Why is that bad news? If you are a reporter or a researcher, chances are you would like to have advance access to the information before everyone else sees it. Originally, only the requester to the information received the information. Then the government changed the legislation so they could publish the response shortly after the requester received it. This new change telegraphs your intention even before, possibly months before, you get a response allowing other researchers and journalists access to your ideas.

As the BC Information Commissioner noted when BC Ferries started publicly releasing the results of FOI requests,

…the simultaneous disclosure practice… frustrates the purposes of FIPPA. This is because it may deter individuals, particularly journalists, from making access requests. Public bodies become less, not more accountable when journalists and others are deterred from making access requests.

This new practice may also violate privacy rules if a requester can be identified by the nature of the request. As others have noted, it may also raise questions of legal privilege.
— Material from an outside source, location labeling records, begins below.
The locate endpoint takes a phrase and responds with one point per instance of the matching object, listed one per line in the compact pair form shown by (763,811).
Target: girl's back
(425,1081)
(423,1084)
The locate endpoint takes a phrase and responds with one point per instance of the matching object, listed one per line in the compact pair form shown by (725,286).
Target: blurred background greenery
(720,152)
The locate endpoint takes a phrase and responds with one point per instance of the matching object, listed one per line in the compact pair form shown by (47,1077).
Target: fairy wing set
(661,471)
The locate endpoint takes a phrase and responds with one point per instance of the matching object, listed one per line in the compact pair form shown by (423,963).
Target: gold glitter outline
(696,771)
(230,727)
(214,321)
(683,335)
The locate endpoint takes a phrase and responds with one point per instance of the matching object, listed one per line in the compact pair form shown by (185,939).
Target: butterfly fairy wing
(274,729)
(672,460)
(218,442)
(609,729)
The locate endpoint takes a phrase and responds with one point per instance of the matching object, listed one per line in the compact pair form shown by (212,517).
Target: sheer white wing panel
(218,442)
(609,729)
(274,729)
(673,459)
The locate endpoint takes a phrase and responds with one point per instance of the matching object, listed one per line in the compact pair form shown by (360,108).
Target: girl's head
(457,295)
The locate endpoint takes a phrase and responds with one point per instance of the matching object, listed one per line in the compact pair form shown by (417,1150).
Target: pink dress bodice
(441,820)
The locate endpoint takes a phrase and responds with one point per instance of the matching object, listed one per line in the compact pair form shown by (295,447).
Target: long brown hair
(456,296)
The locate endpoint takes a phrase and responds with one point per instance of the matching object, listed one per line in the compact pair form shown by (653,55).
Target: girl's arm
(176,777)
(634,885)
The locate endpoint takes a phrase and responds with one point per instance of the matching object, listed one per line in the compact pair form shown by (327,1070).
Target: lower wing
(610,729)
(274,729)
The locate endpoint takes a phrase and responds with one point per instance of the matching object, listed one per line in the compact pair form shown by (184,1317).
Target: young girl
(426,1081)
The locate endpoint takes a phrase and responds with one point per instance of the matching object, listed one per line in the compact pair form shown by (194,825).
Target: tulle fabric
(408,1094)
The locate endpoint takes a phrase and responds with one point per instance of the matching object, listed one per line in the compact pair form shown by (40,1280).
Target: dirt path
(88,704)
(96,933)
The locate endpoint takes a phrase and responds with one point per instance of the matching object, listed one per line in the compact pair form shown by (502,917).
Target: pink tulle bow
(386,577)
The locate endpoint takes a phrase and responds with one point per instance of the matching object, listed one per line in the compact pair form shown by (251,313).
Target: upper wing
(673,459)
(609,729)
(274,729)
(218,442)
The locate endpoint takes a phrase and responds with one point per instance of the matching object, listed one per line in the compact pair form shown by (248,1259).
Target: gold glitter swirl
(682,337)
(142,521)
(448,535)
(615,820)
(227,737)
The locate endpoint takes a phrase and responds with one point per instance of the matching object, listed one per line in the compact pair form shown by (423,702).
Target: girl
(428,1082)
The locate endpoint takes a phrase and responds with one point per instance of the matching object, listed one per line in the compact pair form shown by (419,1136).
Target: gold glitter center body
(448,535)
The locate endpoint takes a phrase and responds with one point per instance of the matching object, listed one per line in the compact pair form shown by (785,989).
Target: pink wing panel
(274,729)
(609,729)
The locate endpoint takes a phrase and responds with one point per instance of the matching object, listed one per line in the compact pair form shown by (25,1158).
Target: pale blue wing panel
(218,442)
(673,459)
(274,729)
There is no question that the government needs to be more accountable about the way it deals with its information. It got into a lot of trouble with “triple delete.” However, this looks less like accountability than it looks like discouraging people to use the FOI process. If they wanted to be more accountable they could penalize public bodies that stall the process. If they wanted to simply report on progress of requests they could do so by just publishing the file number and activities that had taken place without publishing the contents of the request.

So why would the government step on a good news story of FOI changes by including this new development? The changes (and changes proposed by the all-party committee) come after a great deal of pressure arising from media stories as well as pressure from the Information Commissioner. The government’s track record on FOI is not good. Perhaps they are just trying to balance off good changes they have been force to accept with measures that will discourage people from using the legislation.

The BC Office of the CCPA has joined with other individuals and organizations like the Freedom of Information and Privacy Association and the BC Civil Liberties Association to write to the province’s Information Commissioner about this subject. While she has no power to overrule the government, we have asked her to speak out publicly against the move.